The use of a transformer architecture, as opposed to previous techniques involving attention-augmented RNNs, provided GPT with a more structured memory than could be achieved through recurrent mechanisms; this resulted in "robust transfer performance across diverse tasks".[10]

During transfer, we utilize task-specific input adaptations derived from traversal-style approaches, which process structured text input as a single contiguous sequence of tokens.[10]

The unsupervised pre-training was performed using BooksCorpus, a dataset of over 7,000 unpublished fiction books from various genres; while other models this dataset was chosen in part because its long passages of continuous text conditioned the model to handle long-range information. Other available datasets, while larger, were rejected on the basis that they lacked this long-range structure (being "shuffled" at a sentence level).[10]

We trained a 12-layer decoder-only transformer with masked self-attention heads (768 dimensional states and 12 attention heads). For the position-wise feed-forward networks, we used 3072 dimensional inner states. We used the Adam optimization scheme with a max learning rate of 2.5e-4. The learning rate was increased linearly from zero over the first 2000 updates and annealed to 0 using a cosine schedule. We train for 100 epochs on minibatches of 64 randomly sampled, contiguous sequences of 512 tokens. Since layernorm is used extensively throughout the model, a simple weight initialization of N(0,0.02) was sufficient. We used a bytepair encoding (BPE) vocabulary with 40,000 merges [53]and residual, embedding, and attention dropouts with a rate of 0.1 for regularization. We also employed a modified version of L2 regularization proposed in Loshchilov et al. 2017, with w = 0.01 on all non bias or gain weights.

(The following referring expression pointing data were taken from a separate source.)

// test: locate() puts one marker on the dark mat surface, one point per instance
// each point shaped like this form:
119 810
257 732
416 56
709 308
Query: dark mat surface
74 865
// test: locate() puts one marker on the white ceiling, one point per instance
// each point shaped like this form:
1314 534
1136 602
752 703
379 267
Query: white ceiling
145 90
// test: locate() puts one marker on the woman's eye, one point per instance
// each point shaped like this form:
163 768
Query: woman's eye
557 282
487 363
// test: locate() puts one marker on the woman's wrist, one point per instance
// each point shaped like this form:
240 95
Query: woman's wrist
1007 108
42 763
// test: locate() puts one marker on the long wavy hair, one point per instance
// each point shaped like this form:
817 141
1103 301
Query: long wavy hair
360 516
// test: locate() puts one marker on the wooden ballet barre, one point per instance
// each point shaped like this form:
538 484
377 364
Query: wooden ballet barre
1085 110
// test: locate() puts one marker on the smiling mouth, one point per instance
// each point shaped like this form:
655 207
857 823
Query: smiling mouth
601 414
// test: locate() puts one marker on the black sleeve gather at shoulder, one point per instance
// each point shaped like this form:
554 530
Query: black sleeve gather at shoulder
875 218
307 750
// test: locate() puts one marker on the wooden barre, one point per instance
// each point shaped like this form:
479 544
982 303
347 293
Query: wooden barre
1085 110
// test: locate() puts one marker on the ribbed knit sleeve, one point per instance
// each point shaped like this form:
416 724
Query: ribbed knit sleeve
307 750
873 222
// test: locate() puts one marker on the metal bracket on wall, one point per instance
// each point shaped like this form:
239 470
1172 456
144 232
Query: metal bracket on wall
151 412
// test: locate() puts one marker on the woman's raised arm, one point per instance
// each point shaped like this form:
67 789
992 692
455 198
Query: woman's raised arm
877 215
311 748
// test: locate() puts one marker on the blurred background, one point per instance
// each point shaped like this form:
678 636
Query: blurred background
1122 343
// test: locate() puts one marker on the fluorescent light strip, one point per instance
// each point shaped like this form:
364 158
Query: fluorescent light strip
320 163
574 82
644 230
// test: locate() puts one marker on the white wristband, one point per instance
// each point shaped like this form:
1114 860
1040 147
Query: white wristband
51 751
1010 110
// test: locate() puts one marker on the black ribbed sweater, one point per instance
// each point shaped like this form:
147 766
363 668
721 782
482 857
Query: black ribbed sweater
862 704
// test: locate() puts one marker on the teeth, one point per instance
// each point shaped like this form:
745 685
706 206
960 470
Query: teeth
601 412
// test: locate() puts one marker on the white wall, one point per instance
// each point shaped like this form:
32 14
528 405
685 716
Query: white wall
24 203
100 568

For the activation function, we used the Gaussian Error Linear Unit (GELU). We used learned position embeddings instead of the sinusoidal version proposed in the original work.We use the ftfy library to clean the raw text in BooksCorpus, standardize some punctuation and whitespace, and use the spaCy tokenizer. [...] Unless specified, we reuse the hyperparameter settings from unsupervised pre-training. We add dropout to the classifier with a rate of 0.1. For most tasks, we use a learning rate of 6.25e-5 and a batchsize of 32. Our model finetunes quickly and 3 epochs of training was sufficient for most cases. We use a linear learning rate decay schedule with warmup over 0.2% of training. λ was set to 0.5.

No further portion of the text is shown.